Dozens of studies over the last few years have brought uniformly positive results: home educated students tend to excel.

Dr. Raymond Moore, founder of the Hewitt-Moore Research Foundation, studied several thousand home schooled children throughout the United States. His research found that home schoolers score, on the average, between the 75th and 95th percentile on the Stanford and Iowa Achievement Tests. (Percentile ranks indicate the percentage of students who scored lower on the test).

South Carolina home schooled students averaged scores which were 30 percentile points higher than national public school averages on the Iowa Test of Basic Skills.

The Tennessee Dept. of Education conducted a study of 3rd Grade home schooled children in 1986. They scored on the average 90% in reading on the standardized test, while public school students averaged 78 %. In math, home schoolers averaged 86.8, while their counterparts scored 80.

Alaska's State Dept. of Education found that on the average, home schoolers scored approximately 16 percentage points higher than children in the same grades in public schools.

According to the Arizona State Dept. of Education, all home schooled children in grades one through nine scored above grade level on standardized tests for the 1988-89 school year. Four grades tested a full grade level ahead.

ADVANTAGES: Home schooling families are lavish in praise of home education... enthusiastic about the flexibility it offers.... Academically, the tutorial method gives the child immediate feedback, allows more time to concentrate on concepts the child may find difficult, and spares him or her from dwelling unnecessarily on those concepts already grasped.
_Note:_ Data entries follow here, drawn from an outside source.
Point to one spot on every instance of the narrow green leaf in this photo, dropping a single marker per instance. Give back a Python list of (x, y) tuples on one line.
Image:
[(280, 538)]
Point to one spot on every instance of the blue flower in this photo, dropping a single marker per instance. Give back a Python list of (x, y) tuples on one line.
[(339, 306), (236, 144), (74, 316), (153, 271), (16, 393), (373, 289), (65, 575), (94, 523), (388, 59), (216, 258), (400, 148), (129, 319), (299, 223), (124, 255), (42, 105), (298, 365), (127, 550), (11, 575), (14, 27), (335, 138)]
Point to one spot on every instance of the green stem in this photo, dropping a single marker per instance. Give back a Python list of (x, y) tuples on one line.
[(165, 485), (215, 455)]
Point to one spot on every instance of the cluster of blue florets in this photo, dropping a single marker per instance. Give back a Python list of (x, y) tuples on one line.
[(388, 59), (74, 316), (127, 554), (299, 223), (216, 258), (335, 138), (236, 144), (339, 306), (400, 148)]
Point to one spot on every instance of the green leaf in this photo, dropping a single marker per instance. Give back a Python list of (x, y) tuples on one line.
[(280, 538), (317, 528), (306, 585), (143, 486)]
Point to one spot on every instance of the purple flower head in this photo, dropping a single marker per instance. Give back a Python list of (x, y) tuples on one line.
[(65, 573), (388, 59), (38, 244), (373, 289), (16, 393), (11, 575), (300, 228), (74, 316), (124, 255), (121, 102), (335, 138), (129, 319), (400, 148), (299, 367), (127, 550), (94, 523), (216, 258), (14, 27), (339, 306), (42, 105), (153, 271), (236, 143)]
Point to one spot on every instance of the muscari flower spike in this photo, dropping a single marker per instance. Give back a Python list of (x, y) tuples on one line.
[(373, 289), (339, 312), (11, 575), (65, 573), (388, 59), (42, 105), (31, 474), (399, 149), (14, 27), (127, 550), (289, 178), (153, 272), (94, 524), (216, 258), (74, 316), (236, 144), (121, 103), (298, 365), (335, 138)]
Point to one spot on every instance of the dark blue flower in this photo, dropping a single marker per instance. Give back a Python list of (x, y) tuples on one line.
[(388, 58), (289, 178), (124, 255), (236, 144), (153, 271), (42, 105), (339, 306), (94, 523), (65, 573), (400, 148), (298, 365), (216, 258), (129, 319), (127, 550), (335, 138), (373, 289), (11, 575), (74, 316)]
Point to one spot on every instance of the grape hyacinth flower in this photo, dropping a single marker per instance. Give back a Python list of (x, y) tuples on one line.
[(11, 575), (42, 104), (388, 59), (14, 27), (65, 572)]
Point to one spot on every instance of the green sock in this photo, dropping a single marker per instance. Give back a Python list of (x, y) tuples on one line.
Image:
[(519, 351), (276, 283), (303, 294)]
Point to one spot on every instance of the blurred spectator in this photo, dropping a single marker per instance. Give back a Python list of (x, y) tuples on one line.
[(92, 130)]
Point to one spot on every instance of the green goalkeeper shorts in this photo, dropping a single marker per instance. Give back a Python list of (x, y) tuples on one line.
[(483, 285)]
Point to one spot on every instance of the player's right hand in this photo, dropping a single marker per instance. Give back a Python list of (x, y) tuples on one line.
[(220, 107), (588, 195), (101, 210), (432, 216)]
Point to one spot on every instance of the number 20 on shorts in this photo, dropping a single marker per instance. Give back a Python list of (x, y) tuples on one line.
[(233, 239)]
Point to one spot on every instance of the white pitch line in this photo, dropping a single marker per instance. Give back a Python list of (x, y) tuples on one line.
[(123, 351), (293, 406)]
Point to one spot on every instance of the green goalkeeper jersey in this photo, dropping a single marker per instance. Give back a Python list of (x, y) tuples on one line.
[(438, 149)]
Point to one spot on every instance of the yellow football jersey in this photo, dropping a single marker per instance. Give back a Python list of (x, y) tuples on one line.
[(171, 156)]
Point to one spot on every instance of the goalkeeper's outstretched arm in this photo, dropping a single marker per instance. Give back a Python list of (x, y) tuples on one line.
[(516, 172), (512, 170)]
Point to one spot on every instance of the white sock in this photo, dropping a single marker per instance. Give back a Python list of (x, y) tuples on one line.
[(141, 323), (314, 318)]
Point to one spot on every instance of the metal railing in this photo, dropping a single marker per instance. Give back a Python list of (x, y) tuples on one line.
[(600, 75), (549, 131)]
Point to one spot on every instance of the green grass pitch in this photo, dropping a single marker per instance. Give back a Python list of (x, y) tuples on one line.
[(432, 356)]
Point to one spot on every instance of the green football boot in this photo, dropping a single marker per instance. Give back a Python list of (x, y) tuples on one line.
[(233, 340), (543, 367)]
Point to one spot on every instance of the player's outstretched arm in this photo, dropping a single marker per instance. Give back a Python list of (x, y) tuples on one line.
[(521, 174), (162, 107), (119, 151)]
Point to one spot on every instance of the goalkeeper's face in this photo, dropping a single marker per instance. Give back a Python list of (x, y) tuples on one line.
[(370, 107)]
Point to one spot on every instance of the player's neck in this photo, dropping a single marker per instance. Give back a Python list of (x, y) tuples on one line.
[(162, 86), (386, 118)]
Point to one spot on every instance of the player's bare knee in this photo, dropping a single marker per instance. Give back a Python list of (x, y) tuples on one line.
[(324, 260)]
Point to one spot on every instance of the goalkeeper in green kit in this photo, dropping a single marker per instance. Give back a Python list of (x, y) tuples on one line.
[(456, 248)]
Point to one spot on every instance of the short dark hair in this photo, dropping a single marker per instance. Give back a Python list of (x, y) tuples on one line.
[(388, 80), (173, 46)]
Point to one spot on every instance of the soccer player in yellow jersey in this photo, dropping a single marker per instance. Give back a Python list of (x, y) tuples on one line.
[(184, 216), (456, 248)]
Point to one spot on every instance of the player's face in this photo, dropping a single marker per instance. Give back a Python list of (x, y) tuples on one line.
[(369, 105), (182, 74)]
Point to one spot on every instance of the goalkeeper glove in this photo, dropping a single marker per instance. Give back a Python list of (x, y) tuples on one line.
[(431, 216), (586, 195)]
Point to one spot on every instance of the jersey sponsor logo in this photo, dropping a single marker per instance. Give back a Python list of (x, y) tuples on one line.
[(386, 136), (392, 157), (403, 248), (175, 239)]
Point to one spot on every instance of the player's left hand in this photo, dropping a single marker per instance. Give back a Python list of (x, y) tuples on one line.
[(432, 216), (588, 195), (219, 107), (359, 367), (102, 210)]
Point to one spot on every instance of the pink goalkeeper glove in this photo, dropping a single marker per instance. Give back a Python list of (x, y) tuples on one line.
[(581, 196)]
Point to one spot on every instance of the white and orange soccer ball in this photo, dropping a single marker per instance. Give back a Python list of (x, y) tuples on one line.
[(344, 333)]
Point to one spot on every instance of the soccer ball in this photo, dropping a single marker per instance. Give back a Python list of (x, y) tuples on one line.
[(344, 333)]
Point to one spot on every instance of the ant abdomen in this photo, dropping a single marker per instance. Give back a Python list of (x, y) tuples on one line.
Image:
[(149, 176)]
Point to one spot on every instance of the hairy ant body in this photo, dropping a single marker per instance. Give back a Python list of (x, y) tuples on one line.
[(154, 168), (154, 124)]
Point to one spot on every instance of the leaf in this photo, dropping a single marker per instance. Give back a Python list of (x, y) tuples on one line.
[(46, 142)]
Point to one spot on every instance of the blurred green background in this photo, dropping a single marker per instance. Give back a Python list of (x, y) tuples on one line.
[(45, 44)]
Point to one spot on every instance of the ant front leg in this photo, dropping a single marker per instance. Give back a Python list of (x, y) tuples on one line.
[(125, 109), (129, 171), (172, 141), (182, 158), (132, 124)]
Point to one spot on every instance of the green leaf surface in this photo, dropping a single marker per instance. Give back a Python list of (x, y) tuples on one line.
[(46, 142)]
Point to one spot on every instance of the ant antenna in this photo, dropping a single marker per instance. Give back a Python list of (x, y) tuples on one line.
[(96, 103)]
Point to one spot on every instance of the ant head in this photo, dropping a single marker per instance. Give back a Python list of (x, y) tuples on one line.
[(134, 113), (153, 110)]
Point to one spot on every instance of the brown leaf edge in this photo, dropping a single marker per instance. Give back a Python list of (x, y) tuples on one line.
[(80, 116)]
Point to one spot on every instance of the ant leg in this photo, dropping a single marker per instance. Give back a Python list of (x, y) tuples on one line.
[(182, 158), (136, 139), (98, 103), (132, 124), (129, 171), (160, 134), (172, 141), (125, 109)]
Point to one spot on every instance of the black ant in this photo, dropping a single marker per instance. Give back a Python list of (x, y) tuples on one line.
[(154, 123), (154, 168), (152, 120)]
Parents particularly value the chance to exercise more control over negative influences, and they observe that their children have become less peer dependent. Additionally, they note such benefits as increased self-confidence, greater ability to relate to people of all ages, closer family relationships, improved self-motivation and enhanced spiritual growth.

One of the best advantages for the Marings is that "the kids love it." When she was in public school, Jessica, now 14, used to have nightmares, her mother says. She dreamed she was being shoved back and forth by bad people. After she left the public school, the nightmares stopped. The other day she said, "Thank you, Mom, for home schooling me, I was going toward the world, but now I'm on the right track."